The Elf on a Shelf is the tradition every parent grows to loathe. Kids may love it, but for parents, forgetting to switch it one night and facing those questions the next morning is a nightmare they dread. But now we have a new nightmare, thanks to a Kansas City Dad who “accidentally” INCINERATED THE ELVES. All three of them, having a jolly old season, turned to ash thanks to a very unfortunate (depending on where you stand) oven incident.
The dad was busy watching the kids while his wife, Chelsea, was out shopping at Target (I mean where else would a parent shop?). His wife had adorably placed the elves in the oven, the same oven the busy dad fired up to preheat to cook for the kids when one of them noticed a weird smell coming from the oven. Chelsea explained it all in the grim Facebook post.

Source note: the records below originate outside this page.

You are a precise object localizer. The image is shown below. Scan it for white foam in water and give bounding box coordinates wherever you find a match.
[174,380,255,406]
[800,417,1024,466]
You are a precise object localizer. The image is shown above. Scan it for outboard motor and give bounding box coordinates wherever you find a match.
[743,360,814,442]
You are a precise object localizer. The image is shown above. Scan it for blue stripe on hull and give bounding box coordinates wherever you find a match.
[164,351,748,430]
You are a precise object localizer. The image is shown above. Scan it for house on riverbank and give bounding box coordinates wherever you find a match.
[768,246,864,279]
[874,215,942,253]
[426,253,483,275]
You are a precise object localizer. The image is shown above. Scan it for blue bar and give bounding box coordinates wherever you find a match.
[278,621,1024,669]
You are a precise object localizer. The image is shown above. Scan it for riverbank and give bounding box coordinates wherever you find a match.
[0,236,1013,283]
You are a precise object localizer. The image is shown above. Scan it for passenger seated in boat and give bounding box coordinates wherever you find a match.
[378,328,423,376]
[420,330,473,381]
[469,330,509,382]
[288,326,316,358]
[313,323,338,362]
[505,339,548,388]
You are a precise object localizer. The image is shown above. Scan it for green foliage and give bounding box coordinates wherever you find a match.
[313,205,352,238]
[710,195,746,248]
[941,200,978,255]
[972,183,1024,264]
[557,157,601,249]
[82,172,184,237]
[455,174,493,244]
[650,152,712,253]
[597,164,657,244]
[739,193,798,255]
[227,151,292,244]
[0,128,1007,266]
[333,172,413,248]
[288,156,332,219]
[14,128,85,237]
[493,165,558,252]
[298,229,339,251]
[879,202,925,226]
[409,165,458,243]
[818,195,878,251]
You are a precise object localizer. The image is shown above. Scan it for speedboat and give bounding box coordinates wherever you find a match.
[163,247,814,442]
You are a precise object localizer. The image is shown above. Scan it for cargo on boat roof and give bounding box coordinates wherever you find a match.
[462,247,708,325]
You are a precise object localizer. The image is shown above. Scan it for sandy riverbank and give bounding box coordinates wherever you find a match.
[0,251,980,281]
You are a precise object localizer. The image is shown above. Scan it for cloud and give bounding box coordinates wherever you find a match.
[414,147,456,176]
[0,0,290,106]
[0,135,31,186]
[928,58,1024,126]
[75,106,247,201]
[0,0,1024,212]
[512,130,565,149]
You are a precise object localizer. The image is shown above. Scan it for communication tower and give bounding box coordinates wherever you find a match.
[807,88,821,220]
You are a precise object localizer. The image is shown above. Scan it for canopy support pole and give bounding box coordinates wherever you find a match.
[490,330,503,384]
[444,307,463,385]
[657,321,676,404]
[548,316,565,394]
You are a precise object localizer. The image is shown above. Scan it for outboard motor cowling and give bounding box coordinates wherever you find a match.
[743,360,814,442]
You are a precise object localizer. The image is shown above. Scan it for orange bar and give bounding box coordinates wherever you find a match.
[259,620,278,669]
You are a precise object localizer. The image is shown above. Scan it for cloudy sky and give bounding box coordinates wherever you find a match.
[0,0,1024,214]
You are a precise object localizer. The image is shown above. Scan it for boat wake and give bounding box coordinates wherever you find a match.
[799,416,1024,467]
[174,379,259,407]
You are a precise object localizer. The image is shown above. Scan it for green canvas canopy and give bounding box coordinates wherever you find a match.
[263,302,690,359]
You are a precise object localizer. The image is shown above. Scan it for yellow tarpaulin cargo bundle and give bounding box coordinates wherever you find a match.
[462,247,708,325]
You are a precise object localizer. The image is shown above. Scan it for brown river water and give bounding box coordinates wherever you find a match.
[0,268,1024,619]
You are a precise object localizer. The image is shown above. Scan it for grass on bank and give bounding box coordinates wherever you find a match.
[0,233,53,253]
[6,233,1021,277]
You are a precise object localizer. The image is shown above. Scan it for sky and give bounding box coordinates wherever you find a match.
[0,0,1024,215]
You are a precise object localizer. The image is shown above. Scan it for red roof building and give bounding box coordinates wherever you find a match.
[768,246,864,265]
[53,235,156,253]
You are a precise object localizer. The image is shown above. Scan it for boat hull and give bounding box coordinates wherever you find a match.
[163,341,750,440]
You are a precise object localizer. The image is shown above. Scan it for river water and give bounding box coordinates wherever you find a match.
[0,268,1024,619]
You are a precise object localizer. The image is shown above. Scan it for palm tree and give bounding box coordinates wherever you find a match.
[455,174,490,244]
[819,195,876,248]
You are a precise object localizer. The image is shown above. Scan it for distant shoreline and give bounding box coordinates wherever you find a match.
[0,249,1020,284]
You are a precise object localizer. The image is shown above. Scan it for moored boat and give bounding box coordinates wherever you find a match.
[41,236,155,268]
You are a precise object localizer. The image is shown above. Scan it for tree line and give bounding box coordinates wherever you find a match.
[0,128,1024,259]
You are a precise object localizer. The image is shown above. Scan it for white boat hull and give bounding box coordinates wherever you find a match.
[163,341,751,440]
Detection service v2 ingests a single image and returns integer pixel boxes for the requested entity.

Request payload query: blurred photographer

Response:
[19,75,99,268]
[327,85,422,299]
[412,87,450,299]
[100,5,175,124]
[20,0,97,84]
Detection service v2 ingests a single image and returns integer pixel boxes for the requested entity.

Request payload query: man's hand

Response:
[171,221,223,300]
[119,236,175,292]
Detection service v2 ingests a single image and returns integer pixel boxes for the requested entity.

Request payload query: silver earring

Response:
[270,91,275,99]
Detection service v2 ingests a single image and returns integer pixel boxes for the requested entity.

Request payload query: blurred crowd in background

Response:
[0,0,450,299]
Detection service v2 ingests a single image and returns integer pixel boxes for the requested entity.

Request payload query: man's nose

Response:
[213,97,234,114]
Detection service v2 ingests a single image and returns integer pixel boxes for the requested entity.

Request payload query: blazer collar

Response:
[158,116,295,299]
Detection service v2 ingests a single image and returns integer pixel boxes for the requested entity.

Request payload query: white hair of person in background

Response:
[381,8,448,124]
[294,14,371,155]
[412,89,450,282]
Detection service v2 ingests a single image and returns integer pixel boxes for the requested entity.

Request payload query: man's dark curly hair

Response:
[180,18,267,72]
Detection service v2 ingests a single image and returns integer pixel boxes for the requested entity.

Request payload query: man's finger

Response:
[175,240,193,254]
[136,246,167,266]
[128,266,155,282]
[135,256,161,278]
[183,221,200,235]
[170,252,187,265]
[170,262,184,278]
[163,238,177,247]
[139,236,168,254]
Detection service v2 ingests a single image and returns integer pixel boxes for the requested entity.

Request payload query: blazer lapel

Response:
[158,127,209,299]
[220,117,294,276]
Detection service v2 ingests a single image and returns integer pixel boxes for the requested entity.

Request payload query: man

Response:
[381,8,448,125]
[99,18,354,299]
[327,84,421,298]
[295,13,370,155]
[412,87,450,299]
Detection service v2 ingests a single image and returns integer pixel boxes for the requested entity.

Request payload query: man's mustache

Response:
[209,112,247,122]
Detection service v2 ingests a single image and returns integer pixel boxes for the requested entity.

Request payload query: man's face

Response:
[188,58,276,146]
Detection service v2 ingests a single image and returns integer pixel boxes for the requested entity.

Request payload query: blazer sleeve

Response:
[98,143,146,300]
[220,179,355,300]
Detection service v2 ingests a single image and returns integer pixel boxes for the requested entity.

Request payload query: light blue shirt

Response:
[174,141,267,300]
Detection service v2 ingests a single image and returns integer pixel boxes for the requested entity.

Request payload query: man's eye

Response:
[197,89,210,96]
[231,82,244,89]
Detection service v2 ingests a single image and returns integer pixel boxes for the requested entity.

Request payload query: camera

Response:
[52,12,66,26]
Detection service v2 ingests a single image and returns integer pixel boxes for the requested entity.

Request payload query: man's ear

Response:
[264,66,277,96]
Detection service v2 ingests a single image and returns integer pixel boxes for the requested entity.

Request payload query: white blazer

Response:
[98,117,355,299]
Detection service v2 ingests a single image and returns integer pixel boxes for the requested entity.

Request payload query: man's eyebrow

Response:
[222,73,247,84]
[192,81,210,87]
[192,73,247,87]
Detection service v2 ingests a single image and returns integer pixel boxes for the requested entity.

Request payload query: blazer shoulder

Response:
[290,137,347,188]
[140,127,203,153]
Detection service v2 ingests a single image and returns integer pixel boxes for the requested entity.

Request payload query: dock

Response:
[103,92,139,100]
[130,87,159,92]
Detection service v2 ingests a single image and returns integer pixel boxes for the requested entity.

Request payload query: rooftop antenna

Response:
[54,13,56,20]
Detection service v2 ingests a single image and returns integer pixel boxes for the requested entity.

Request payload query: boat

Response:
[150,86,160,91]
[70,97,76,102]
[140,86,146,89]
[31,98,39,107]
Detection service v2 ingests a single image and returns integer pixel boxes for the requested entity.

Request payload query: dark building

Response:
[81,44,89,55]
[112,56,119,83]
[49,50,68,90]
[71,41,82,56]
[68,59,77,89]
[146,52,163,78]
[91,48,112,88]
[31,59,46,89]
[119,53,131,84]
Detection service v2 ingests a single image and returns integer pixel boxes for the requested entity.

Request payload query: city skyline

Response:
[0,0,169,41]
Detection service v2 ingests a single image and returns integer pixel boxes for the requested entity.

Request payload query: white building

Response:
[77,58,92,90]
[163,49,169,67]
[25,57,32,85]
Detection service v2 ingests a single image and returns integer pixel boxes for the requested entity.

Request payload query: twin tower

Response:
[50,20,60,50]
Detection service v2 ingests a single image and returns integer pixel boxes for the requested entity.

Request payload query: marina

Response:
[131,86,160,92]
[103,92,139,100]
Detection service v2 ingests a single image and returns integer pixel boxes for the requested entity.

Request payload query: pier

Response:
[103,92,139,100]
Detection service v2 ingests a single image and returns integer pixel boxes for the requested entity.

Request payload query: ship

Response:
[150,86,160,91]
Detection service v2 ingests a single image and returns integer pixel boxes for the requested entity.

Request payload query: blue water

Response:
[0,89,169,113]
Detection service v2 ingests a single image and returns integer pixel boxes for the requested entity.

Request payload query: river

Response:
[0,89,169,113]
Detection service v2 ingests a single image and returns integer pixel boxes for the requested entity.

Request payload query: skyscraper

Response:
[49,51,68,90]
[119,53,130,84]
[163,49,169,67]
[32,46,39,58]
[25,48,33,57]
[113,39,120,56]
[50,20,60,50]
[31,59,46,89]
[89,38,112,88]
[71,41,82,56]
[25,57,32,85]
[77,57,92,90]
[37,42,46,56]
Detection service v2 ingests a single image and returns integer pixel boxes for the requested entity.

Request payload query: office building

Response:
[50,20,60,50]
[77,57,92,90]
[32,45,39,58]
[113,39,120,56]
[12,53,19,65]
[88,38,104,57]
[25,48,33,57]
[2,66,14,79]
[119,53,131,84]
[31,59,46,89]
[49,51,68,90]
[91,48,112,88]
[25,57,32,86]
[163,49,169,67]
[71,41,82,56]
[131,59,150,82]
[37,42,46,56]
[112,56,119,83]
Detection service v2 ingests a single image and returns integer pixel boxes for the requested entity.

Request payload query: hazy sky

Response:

The three elves, Jingle, Belle, and Magic were cooked right out of the season. Chelsea said she received the awkward phone call at Target where there was a long pause before he said: “Babe, I feel horrible, I cooked the elves.”
Chelsea said the “Elfspital” got them in quickly and they are expected to make a “full recovery” after “reconstruction and rest”, ie- they shopped all around the city to find replacements.
She finished her post with a warning for all celebrating the season… “BAKE COOKIES NOT ELVES!”